I am a believer that if you are going to do something do it all the way. i do not agree with etomidate only intubations for sveral reasons. very rarely does it provide adequit relaxation unless the pt is already obtunded and very tired. there is several documented cases of it also causing periods of trismus after administration by itself, (ill see if i can find those studies and post em here). and there is the already mentioned laryngospam

there was 1 or 2 studies done about 5 or 6 years ago that did not make a good case for field RSI by paramedics. i believe the success rate was only 85% and a lot of documented cases of dropping 02 sats druing these studies. now, i have personally witnessed some very poor RSIs in several different EDs by both seasoned attendings and residents, of small hospitals and of trauma centers some of which resulting in multiple attempts, low o2 sats, severe bradycardia and arrest. from my veiw point, few would have been considered difficult(always easy to say when the scope is not my hand) but seem to have been more due to poor skill and poor overall airway management.
 
I've been doing RSII for almost 14 years. We first used versed and vecuronium. It worked, but it was a pain to have to reconstitute the vec, and it took as long as 3 minutes to work. I currently use etomidate and sux. (vec for a renal or burn patient) Onset of effects is almost instantaneous. tones...more later
 
part2. Now, at the service where I work we are busy, and intubate frequently enough that we are good at it. I feel confident in our ability to use paralytics because we ventilate adequately and we are not too embarrassed to roll into the ED with an OPA/BVM or LMA in place if we were unable to place the tube. I have done this more than once. I wish we had CPAP or BIPAP here. I'm told the hospitals here would not be prepared to handle it if we did, so it's on a back burner for now. I really like having the option of RSII in CVAs and head trauma. I have twice needed it to intubate burn patients and barely got the tube in due to swelling. IMHO, having RSII is better than not having it.
 
I think RSI is a very useful tool in the right hands. This is why we're only expanding it to select Intensive Care Paramedics as to create a better degree of skill retention per officer.

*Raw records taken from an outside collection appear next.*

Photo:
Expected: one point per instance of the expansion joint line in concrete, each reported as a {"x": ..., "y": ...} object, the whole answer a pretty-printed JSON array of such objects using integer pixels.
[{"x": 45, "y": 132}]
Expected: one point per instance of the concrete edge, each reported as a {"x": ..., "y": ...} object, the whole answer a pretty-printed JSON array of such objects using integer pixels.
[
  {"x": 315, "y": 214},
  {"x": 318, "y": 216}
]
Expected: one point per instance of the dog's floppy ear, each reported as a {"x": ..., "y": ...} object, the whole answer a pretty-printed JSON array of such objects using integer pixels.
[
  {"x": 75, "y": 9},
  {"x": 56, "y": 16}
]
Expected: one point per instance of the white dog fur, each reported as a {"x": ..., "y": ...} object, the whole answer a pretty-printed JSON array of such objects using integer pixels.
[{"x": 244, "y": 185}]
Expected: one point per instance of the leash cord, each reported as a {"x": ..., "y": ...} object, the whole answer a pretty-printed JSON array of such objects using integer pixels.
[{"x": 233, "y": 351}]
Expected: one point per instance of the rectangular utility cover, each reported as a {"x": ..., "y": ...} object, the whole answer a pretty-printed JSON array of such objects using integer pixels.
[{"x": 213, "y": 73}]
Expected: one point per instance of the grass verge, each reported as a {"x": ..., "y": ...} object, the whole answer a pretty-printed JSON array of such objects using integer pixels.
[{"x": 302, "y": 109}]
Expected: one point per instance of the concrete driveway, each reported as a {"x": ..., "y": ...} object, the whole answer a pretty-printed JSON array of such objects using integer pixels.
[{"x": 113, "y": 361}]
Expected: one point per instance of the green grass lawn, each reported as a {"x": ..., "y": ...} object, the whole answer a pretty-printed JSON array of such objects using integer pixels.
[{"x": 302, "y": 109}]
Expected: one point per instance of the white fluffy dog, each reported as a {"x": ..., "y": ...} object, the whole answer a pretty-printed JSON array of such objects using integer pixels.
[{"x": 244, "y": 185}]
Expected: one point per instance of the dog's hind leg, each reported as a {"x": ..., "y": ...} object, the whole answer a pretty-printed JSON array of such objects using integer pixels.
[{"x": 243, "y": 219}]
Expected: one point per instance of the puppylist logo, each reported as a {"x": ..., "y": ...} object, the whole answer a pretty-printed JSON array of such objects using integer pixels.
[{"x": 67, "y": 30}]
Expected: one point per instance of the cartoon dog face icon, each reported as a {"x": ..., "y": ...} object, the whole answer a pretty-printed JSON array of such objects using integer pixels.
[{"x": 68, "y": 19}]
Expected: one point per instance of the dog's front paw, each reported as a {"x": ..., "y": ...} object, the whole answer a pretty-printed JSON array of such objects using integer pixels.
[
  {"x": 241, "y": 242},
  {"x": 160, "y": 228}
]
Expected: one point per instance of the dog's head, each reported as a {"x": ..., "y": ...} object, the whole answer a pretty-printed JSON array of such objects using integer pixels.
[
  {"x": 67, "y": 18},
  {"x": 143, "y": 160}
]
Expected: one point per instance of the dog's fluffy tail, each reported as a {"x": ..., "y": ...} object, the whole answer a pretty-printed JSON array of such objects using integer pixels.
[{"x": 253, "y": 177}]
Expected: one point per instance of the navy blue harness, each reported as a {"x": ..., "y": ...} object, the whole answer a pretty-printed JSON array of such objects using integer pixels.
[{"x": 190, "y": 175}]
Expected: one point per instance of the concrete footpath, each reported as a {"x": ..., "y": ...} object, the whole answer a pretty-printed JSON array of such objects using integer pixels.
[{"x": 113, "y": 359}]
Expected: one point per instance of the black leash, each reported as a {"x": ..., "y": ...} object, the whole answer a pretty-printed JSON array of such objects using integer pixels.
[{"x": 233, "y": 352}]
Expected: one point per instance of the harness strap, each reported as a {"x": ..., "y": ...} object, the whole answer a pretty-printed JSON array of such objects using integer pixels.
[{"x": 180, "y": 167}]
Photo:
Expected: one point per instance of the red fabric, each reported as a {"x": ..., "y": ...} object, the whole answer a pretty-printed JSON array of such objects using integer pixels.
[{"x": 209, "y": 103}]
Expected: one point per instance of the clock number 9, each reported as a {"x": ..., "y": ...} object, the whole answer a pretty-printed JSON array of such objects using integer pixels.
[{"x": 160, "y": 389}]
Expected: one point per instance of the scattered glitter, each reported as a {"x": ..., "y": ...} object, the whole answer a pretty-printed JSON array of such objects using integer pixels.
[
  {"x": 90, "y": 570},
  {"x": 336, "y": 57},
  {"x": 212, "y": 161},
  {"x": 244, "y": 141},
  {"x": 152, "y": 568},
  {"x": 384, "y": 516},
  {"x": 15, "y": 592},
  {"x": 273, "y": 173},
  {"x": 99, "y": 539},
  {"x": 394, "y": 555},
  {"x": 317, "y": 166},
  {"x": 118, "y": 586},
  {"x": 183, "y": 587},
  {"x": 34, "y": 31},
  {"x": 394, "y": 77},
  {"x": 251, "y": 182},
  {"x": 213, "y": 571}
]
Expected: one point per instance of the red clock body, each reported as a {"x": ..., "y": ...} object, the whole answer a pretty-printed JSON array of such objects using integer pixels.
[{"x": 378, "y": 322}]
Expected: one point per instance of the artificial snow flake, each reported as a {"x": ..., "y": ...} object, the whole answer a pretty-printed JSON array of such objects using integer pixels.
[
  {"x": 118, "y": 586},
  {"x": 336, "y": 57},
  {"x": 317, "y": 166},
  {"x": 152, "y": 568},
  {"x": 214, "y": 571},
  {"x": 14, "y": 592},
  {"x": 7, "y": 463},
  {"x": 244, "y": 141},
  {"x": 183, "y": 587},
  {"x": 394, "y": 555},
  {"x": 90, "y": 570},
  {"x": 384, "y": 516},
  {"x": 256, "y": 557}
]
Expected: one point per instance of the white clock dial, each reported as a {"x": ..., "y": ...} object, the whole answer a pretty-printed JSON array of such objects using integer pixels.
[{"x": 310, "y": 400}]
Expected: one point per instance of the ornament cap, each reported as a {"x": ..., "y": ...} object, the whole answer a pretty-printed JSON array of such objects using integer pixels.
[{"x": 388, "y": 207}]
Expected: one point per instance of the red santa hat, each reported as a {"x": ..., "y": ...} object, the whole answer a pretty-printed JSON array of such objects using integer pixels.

Now I do agree that it is inconsistent with say one ambo being able to RSI and another not but this is not like when we introduced ondansteron; these are not simple drugs and skills being dealt with.

Five years ago it was "never" going to be seen as standard but rather only for "selected" Paramedics (ILS) to have adrenaline, morphine and naloxone but that is being given to every officer now over the next few years.

With that in mind, in five years RSI might change too.